L'étiopathie, une médecine manuelle pour soigner les maux

Santé

A l'heure où les gens se tournent de plus en plus vers les médecines traditionnelles où la prise de médicaments est limitée, l'étiopathie est la forme la plus aboutie de la thérapie manuelle. En quoi améliore-t-elle notre quotidien ? A l'occasion du 40ème Congrès de l'étiopathie se déroulant les 3 et 4 juin à Marseille, la professionnelle Patricia Guillerm Le Prigent met en lumière les spécificités de sa profession.

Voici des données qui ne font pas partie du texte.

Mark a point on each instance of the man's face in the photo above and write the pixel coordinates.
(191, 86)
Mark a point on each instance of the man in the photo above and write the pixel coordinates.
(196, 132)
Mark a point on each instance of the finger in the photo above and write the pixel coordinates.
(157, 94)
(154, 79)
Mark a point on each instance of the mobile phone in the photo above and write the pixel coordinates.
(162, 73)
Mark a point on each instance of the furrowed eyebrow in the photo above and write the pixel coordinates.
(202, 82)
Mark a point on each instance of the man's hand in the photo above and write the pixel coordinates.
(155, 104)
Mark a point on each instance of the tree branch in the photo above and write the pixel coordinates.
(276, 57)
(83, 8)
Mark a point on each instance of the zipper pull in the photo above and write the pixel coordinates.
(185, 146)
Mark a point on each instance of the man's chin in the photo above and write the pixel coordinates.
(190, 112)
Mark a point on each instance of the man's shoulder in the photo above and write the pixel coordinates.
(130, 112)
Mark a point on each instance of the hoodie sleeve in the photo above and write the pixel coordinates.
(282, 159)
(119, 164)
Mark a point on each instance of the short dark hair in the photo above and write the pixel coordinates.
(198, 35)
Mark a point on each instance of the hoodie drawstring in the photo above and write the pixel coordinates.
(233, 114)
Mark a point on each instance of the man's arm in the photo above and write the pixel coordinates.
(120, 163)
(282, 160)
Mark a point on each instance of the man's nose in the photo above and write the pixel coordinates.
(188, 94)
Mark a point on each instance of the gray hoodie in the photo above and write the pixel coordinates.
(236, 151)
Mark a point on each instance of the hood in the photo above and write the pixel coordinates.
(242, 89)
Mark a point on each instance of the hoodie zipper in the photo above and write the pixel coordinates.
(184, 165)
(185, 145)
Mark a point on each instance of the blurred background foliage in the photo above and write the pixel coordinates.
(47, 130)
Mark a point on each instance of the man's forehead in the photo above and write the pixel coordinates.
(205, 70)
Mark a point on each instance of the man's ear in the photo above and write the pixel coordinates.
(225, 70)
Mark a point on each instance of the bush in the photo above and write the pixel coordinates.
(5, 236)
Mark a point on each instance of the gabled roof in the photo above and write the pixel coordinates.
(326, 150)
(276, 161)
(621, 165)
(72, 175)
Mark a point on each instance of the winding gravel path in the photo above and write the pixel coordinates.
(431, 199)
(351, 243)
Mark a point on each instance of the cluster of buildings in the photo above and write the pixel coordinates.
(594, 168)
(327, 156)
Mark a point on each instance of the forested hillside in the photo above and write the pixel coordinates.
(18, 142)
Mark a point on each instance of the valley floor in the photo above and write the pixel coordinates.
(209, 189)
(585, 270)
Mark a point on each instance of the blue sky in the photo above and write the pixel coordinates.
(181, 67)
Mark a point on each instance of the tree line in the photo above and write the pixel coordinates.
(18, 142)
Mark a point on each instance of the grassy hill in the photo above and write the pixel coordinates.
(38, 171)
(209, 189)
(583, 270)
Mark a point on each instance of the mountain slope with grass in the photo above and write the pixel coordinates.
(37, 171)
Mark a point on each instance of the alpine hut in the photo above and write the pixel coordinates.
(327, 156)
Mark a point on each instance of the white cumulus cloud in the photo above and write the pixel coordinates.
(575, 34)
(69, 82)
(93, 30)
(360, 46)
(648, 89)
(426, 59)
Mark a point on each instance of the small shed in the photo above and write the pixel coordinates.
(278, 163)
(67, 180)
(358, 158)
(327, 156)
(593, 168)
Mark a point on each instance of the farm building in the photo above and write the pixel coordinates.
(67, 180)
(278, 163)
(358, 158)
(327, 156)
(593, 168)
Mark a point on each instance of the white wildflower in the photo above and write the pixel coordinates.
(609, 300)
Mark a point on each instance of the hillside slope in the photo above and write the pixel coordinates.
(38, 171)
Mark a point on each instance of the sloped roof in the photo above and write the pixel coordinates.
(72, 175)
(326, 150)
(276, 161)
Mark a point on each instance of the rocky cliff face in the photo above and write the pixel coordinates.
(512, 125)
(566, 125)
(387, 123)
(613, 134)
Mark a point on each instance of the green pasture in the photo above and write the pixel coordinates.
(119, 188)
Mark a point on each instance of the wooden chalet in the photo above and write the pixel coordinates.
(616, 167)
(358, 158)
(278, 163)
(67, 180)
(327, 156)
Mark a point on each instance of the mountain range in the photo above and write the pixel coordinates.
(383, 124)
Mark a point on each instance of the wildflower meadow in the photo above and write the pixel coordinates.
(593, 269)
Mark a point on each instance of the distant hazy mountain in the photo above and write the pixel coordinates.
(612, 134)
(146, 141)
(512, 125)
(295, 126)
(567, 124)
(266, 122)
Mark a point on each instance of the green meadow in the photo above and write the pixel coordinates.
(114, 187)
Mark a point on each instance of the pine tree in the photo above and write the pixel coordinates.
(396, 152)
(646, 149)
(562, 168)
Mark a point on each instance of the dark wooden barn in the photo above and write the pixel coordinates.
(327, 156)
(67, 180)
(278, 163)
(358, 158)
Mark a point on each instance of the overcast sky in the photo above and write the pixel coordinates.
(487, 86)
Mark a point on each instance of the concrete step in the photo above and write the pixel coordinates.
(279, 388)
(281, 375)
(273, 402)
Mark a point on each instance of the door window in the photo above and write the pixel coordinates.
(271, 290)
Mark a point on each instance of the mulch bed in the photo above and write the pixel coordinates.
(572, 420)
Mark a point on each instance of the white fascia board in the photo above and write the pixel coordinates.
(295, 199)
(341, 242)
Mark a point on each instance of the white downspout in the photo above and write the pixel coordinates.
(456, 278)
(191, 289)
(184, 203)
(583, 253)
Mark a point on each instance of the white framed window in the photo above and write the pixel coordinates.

"L'étiopathie est avant tout basée sur une méthode de réflexion, sur une analyse des pathologies. C'est à partir du diagnostic établit que nous pouvons traiter au mieux les maux du patient" explique l'étiopathe Patricia Guillerm Le Prigent. Son métier, elle le pratique depuis plus de 20 ans. Elle le connait sur le bout des doigts et elle tente de vous l'expliquer : "Ce n'est pas une thérapie qui va se substituer à la médecine allopathique, elle va être complémentaire". L'étiopathie est souvent comparée à l'ostéopathie, autre forme de médecine alternative menant des actions sur le système osseux du corps. "La principale différence entre nos deux fonctions se trouve dans la méthode systémique de notre diagnostic. La manière de manipuler et de soigner le patient est, elle aussi, divergente" déclare-t-elle. 

Qu'est-ce que ça soigne ?

L'étiopathie peut soigner de nombreuses pathologies. Elle peut à la fois traiter des troubles articulaires, des entorses, des douleurs aux cervicales… tout comme un mal de dos. Les étiopathes agissent aussi sur les problèmes d'aspects osseux et viscéraux  comme les troubles urinaires, ORL, sinusites ou bronchites. MAis attention, l'étiopathie n'a pas la prétention de pouvoir tout soigner, elle se contente d'agir sur des défaillances lorsqu'elles sont à un stade progressif. "Une personne qui a une fracture trop grosse ou une articulation qui ne répond plus du tout doit alors s'adresser au domaine chirurgical", témoigne Patricia Guillerm Le Prigent. 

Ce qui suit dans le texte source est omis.